Thursday, December 18, 2014

A 4-Mile Run is a 4-Mile Run, Right?

My "normal" run is 4 miles. I do it a two or three times a week. It's my standard. My ordinary. My ham-and-cheese-on-white-bread workout.

Some days, it's a breeze. Some days I struggle to knock it out. It normally includes a quarter-mile warm up and cool down walk at each end. It normally is at a 5.8-6.0 mph pace. And it normally takes me about 45 minutes, all said and done.

So when I saw a HIIT (High Intensity Interval Training) version of my normal run, I thought it would be fun to try because, in the back of my head, I thought it would be easy.
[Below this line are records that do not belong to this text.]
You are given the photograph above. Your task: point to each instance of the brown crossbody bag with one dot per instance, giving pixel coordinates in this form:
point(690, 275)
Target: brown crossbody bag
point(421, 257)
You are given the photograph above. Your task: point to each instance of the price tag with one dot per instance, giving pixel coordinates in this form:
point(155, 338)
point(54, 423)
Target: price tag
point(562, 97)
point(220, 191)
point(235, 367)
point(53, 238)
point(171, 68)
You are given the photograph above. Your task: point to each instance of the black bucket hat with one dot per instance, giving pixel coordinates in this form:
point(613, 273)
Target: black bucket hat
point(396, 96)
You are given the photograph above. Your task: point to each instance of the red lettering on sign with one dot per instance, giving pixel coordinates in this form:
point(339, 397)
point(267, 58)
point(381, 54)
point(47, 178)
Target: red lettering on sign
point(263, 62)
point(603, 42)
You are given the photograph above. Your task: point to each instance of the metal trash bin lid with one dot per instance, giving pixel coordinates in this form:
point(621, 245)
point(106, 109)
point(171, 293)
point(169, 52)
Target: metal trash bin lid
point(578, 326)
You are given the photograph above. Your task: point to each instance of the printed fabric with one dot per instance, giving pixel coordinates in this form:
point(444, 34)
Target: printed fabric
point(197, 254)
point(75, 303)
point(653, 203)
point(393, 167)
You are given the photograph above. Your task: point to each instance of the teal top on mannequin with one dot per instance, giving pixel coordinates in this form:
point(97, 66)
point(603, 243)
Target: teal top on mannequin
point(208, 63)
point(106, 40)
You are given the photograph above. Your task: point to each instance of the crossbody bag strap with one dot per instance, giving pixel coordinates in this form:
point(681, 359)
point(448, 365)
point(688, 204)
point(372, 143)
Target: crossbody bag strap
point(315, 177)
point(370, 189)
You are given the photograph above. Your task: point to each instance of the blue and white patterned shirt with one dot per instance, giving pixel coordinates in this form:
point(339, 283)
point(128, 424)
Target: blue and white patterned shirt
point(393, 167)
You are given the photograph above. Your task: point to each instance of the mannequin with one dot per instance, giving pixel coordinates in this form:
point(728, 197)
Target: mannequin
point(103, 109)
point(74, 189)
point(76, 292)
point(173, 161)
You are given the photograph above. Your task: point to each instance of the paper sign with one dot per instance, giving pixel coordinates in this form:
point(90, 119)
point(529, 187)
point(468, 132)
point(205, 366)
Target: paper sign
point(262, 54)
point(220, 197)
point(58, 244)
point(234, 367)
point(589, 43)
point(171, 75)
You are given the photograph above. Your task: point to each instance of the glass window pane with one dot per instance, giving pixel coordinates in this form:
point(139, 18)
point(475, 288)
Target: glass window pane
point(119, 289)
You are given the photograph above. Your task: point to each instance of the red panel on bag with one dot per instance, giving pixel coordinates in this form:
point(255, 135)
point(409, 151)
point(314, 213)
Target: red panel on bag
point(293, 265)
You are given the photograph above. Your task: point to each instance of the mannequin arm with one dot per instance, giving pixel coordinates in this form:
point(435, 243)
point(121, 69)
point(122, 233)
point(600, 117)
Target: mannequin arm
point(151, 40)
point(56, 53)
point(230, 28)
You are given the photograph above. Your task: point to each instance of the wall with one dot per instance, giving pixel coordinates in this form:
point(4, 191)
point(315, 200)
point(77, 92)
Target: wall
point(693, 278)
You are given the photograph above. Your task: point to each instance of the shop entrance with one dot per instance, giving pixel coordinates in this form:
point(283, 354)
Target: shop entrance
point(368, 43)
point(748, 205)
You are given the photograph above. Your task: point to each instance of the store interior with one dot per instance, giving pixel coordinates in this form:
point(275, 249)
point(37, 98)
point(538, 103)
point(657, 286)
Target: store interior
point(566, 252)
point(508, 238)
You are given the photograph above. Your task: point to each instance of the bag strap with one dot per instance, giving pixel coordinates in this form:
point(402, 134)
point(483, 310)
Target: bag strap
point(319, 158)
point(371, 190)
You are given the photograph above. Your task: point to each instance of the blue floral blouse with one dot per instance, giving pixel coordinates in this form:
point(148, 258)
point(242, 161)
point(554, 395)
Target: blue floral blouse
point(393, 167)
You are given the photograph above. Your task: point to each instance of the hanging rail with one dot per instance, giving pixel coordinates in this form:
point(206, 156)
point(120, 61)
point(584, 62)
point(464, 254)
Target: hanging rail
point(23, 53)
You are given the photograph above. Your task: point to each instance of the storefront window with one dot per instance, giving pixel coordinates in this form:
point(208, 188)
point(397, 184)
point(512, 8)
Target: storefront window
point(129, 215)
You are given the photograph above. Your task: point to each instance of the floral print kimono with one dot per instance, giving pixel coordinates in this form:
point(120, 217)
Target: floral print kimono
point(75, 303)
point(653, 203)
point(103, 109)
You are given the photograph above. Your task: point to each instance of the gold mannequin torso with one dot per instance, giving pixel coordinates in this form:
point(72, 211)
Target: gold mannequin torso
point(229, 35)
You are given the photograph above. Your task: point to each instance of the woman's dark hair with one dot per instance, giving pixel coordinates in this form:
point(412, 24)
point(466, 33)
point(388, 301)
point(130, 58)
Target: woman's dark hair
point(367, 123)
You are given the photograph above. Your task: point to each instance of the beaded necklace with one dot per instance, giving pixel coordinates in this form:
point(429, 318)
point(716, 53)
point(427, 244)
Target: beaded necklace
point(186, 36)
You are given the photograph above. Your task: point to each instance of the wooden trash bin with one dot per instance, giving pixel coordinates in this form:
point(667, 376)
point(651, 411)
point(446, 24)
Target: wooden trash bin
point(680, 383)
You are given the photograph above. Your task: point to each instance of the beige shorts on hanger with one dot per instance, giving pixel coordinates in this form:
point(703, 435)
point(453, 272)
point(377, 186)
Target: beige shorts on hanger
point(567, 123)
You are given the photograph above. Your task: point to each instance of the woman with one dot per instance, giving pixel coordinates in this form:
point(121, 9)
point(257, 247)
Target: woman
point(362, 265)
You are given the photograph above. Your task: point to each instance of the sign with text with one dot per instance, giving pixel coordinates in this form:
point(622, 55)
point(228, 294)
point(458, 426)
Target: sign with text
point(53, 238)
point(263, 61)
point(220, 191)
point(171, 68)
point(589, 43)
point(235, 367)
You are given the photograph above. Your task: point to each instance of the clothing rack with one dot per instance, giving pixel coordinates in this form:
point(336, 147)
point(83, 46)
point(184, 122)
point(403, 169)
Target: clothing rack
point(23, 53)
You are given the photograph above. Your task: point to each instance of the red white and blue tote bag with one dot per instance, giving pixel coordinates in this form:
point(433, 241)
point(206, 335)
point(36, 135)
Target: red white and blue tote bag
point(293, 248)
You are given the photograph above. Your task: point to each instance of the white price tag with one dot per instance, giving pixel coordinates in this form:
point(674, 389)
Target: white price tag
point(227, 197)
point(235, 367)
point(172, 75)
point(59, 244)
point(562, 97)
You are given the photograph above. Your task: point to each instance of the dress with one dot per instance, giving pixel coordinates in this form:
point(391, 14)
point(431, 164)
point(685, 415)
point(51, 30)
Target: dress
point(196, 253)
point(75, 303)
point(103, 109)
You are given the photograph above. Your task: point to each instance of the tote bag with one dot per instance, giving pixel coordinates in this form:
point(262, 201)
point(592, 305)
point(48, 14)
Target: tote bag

The plan said to run for one minute at 50% of your normal exertion, followed by a minute at 70% and another minute at 100%. Repeat this cycle 15 times or for 45 total minutes.

Run at 50% for a third of my normal time? How hard could that be? Sounds not so tough, right?

Ha! Famous last words.

I chose to do the 50% at 5.0 mph, 70% at 5.5 mph and 100% at 6.2 mph.

And the 45 minutes kicked my ass.

I got it done, but not without backing that 6.2 down to a 6.0 for three cycles at the end. And, I was all in when it was over.

I ran the same 4 miles in 45 minutes, and two thirds of it was considerably slower than my normal pace.

Intervals work. Intervals increase cardio efficiency, improve overall speed and increase endurance. They also help you burn more calories in the same amount of time.

I'm going to try and make one run every two weeks an interval one. Try it yourself. Start with a 30-second interval for 10 cycles and see where you're at. Increase interval time and number of cycles as you get stronger.